Cross training is an excellent way to build strength and flexibility in muscles that running doesn’t use. It can also prevent injury by correcting muscular imbalances while the variety can prevent mental burnout. Consider adding these to your training:
STRENGTH AND CONDITIONING
Hitting the weight room or a strength and conditioning class 2-3 times each week can help with your running program and overall fitness. Try to perform 10 different exercises, targeting different muscles/muscle groups. (Aim for 8-16 repetitions of each exercise, 2-3 sets.)
Remember to rest at least 24 hours between strength training sessions to allow your muscles to repair and strengthen.
When tapering for a race, put your strength training on hold. Tapering is a time to preserve muscle strength and store glycogen for a great performance on race day!
Although running is one of the most efficient ways to boost cardiovascular fitness, sometimes your legs need a break! You can keep your fitness level high by incorporating any heart-pumping exercise into your training routine. Swimming and cycling are particularly good cross-training activities for runners since they keep your heart rate up without additional impact.
Swimming is a great activity to complement a runner’s aerobic development. It can be a very technical but is a great upper-body/core cardio workout.

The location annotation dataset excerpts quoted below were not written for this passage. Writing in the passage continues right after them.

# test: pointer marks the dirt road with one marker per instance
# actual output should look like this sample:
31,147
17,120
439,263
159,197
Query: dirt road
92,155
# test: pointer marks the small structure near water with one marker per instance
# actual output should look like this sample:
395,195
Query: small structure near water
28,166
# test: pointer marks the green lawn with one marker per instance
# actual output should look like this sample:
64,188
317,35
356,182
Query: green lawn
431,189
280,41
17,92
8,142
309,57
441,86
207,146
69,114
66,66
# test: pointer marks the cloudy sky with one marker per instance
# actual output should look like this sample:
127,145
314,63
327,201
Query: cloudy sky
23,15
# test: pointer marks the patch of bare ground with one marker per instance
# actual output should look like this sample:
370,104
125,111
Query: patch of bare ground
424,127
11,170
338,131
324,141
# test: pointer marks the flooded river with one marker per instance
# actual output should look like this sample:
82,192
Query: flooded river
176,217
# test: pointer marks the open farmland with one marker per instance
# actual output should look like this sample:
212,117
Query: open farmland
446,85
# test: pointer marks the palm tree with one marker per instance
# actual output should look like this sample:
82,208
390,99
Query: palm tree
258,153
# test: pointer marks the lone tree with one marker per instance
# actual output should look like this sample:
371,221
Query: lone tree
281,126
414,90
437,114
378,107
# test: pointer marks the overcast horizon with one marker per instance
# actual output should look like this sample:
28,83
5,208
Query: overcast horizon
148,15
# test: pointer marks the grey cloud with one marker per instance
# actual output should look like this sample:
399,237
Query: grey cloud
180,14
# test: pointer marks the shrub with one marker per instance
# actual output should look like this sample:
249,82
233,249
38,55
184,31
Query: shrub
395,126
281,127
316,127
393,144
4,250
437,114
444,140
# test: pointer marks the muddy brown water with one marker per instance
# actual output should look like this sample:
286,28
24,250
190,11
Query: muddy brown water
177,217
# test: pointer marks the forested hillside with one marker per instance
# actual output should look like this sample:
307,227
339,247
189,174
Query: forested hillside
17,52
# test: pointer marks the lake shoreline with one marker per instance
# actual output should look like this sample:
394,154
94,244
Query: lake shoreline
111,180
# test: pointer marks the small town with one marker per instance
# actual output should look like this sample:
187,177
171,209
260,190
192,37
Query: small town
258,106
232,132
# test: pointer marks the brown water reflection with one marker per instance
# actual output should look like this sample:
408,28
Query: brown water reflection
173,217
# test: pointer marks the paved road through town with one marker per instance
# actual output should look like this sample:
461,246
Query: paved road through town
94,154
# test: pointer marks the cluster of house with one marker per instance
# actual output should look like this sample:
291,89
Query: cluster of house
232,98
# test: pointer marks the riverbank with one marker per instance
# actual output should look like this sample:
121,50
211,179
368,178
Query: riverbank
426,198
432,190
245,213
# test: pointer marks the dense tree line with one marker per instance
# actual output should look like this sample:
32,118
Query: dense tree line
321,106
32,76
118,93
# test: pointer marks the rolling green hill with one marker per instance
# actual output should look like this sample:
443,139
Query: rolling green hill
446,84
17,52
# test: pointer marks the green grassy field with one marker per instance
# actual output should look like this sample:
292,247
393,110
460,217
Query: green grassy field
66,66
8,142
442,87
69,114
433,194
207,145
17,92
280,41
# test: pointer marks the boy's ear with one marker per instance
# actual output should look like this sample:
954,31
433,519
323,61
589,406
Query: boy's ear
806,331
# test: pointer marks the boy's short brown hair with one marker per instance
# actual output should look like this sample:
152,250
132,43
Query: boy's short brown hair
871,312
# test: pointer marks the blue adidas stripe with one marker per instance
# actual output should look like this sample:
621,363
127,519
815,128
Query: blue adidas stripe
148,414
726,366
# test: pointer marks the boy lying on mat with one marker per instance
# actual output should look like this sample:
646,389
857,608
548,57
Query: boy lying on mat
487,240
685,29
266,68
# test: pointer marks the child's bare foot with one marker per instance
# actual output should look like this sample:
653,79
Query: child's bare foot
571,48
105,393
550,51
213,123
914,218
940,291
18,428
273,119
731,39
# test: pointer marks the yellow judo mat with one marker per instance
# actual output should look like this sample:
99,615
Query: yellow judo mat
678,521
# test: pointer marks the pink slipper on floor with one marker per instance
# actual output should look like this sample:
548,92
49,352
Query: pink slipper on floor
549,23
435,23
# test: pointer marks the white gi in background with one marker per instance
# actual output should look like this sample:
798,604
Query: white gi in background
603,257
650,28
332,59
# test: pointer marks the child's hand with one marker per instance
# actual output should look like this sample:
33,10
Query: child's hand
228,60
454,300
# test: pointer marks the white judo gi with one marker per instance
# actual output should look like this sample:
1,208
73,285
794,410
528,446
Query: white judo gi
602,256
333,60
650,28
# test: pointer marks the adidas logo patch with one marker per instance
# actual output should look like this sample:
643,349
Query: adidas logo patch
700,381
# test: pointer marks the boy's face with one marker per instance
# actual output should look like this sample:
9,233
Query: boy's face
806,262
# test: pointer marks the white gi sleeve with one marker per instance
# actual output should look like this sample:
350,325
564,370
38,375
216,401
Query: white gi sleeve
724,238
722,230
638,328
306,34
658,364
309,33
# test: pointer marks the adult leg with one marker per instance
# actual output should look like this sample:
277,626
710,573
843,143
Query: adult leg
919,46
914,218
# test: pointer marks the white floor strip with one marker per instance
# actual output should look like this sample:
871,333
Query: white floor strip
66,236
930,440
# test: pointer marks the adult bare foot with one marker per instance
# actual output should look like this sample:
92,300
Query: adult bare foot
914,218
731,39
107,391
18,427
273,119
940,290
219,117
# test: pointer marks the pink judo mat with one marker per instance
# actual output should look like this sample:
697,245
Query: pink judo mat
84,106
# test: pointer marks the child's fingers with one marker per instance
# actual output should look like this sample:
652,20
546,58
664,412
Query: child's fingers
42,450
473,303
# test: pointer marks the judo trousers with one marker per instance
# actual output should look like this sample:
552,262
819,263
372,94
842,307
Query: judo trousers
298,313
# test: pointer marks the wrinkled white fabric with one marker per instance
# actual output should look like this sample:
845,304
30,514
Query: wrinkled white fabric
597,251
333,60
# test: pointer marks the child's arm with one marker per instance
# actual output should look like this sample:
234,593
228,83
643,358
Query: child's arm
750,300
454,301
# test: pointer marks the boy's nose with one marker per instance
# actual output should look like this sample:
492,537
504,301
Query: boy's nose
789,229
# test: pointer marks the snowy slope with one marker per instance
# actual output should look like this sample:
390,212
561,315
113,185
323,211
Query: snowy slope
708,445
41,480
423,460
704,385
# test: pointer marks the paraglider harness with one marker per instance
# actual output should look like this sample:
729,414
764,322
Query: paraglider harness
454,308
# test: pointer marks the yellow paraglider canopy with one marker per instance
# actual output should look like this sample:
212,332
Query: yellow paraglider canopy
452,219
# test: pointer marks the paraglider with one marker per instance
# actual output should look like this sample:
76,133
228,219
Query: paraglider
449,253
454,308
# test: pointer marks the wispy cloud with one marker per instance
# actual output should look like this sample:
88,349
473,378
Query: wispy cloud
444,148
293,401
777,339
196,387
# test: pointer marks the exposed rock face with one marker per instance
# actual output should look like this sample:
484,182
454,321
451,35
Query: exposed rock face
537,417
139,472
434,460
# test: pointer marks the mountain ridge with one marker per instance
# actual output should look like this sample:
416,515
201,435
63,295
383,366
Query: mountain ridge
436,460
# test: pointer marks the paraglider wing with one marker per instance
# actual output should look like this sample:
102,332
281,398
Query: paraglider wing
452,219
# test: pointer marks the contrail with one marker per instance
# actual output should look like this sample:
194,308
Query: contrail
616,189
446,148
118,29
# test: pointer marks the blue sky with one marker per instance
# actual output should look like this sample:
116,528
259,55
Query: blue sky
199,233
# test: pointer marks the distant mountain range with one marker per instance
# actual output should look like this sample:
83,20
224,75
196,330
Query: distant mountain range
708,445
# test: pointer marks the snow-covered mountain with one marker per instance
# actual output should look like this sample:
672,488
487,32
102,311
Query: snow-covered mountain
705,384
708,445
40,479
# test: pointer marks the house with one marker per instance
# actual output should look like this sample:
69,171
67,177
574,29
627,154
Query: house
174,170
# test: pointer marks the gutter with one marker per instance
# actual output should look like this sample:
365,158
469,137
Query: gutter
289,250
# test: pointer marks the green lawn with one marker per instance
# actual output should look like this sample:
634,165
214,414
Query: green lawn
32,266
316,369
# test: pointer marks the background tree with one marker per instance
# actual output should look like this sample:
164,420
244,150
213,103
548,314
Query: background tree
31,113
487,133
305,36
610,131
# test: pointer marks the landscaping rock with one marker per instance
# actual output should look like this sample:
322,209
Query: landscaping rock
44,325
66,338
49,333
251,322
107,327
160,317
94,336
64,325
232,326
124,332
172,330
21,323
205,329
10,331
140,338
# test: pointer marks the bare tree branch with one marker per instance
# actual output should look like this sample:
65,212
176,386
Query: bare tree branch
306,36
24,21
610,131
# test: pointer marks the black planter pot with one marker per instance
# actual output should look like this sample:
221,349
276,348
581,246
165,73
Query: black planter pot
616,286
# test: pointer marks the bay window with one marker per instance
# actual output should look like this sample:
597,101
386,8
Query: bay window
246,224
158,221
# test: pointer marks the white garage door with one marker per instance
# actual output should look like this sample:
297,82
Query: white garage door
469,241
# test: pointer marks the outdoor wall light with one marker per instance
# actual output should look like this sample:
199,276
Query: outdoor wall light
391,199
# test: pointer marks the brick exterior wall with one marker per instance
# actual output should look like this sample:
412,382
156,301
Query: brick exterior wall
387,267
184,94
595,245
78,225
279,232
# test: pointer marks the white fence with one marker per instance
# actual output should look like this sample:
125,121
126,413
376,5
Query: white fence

Bicycling allows you to do considerable volume without risking overuse injuries. Cycling requires more quad activation while running relies on your hamstrings, so it’s good for balancing your lower body muscles.
PLYOMETRICS (jumping, bounding, and hopping to generate explosive muscle power) Stanford University’s Director of Rehabilitation recommends this routine for runners (Jumping into Plyometrics):
1. Alternate bounding: This is a very long running stride with exaggerated knee lifts. Bound 30 – 80 yds. (rest 1 min). Do 4 repetitions.
2. Skipping: Skip for 30 – 80 yds. (rest 1 min). Do 4 repetitions.
3. Split-squat jump: Start in a lunge position, and jump upward and forward, pushing off the front leg. Land in the lunge position, and repeat continuously for 10-80 yds. (rest 45 sec). Do 3-6 repetitions.
4. Two-foot ankle hops: Stand up straight, and hop forward for 10 yards, keeping feet together; rest 45 seconds. Do 3-6 repetitions.
Experienced, injury-free runners should ease into a weekly plyo routine:
Initially: 5-10 min. once a week.
Gradually build to: 20-30 min. 1-2 times a week.
Combine cross-training with running to maximize running fitness with lower actual mileage. You can substitute 25 to 30 percent of your weekly “mileage” with cross-training.